LAS CUATRO

Despierto, mi mujer duerme serena; me pongo las pantuflas y tambaleante recorro en la oscuridad el pequeño espacio que existe entre la cama y el ropero, mientras trato de no golpear las rodillas y tobillos contra sus bordes. Salgo de la habitación y llego al pasillo, adivino las paredes y me dirijo hacia el final; a la izquierda se encuentra la pieza de nuestra hija —la tenue luz del velador me permite notar que también duerme— y a la derecha el baño. Ingreso, enciendo la lamparita y deposito mi cuerpo sobre el inodoro. Orino.
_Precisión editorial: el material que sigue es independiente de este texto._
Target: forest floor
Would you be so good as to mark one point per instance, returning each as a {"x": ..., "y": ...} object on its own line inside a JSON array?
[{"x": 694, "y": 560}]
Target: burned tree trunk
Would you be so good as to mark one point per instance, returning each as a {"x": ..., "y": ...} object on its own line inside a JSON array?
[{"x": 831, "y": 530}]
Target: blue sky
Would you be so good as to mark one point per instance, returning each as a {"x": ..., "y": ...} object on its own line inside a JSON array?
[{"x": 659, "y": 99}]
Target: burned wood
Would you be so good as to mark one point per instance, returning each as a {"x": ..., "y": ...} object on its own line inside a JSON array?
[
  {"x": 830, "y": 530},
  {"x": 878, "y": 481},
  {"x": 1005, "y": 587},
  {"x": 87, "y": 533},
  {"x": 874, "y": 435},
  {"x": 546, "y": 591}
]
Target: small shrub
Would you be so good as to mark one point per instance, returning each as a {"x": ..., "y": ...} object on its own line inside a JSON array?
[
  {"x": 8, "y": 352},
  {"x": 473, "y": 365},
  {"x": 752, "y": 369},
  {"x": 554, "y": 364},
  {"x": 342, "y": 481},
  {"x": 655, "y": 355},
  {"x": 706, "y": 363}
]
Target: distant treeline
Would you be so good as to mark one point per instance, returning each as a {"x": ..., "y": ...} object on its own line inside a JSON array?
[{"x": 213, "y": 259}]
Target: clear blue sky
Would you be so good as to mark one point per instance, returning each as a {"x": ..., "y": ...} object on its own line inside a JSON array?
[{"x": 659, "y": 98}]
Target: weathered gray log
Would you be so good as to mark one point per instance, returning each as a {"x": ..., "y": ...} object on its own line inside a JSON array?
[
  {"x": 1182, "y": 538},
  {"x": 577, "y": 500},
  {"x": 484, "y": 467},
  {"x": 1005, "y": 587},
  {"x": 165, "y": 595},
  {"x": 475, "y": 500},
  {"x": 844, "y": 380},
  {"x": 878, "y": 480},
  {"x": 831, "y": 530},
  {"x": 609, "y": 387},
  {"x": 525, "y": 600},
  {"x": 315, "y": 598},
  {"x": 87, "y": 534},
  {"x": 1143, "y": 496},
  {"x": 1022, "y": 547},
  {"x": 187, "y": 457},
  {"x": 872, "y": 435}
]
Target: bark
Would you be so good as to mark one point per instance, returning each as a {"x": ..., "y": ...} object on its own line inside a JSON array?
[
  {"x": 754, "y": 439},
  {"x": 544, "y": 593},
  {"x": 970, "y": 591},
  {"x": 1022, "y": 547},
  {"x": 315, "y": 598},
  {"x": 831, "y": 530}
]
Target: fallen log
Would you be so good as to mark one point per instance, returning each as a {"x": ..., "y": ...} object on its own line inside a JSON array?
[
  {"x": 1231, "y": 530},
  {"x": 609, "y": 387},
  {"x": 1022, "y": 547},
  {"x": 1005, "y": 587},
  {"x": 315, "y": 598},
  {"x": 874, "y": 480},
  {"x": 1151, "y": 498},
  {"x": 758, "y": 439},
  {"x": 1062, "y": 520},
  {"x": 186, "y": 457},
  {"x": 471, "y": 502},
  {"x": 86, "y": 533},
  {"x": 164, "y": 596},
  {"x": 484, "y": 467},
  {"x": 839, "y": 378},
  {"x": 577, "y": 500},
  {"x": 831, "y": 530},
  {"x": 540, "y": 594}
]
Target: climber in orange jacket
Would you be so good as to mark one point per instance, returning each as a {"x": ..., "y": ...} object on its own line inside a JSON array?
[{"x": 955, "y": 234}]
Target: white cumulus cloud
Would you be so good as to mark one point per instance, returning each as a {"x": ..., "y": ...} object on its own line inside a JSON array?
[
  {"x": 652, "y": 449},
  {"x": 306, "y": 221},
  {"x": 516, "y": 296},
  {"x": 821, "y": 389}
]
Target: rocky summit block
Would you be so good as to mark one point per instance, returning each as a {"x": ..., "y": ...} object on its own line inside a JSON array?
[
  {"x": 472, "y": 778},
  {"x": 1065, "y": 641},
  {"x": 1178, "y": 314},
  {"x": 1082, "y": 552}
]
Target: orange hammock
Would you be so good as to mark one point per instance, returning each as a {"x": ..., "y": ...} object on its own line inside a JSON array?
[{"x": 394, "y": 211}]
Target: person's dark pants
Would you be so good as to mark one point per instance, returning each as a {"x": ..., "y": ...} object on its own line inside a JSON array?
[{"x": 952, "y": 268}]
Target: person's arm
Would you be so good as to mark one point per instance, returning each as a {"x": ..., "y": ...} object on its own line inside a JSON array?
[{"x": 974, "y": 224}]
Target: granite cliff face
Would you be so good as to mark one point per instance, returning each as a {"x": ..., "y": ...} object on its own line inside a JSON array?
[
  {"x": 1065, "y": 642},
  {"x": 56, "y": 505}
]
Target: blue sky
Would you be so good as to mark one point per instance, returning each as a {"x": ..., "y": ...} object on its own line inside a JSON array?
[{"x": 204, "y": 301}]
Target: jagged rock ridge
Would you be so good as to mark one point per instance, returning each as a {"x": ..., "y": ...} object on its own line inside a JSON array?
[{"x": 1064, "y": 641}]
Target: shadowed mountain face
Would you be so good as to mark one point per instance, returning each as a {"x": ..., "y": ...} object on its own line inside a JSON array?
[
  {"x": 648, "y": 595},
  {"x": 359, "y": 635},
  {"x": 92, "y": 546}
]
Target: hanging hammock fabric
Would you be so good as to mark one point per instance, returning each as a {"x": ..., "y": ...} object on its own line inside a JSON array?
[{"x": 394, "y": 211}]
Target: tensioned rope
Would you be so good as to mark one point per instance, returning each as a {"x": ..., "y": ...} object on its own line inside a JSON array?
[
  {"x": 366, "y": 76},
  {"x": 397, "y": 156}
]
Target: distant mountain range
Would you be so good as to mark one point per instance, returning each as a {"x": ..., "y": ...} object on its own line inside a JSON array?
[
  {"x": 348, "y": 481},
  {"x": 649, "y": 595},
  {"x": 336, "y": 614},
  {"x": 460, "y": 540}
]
Por el mismo camino regreso a la cama. Me acuesto y tomo el celular. Como todos los días son las cuatro, las cuatro en punto: nunca las tres o las cinco, ni las tres y treinta o cuatro y treinta o alguna otra hora intermedia; solo la costumbre y mi curiosidad hacen que controle, pero sé que los números de la pantalla me dirán que son las cuatro. Si es día de semana, pienso que restan tres horas antes de levantarnos; si es sábado, domingo o feriado, que el tiempo de sueño que nos queda es ilimitado. Tras eso vuelvo a dormir, tal acontece hace… ¿Cuántos años ya? ¿A partir de cuándo me sucede a diario a las cuatro de la mañana? Aunque pretenda olvidar, lo recuerdo con claridad: desde esa helada noche de invierno de hace quince años en que una temblorosa voz en el teléfono me avisó, con exactitud a las cuatro, que no despertarías nunca más.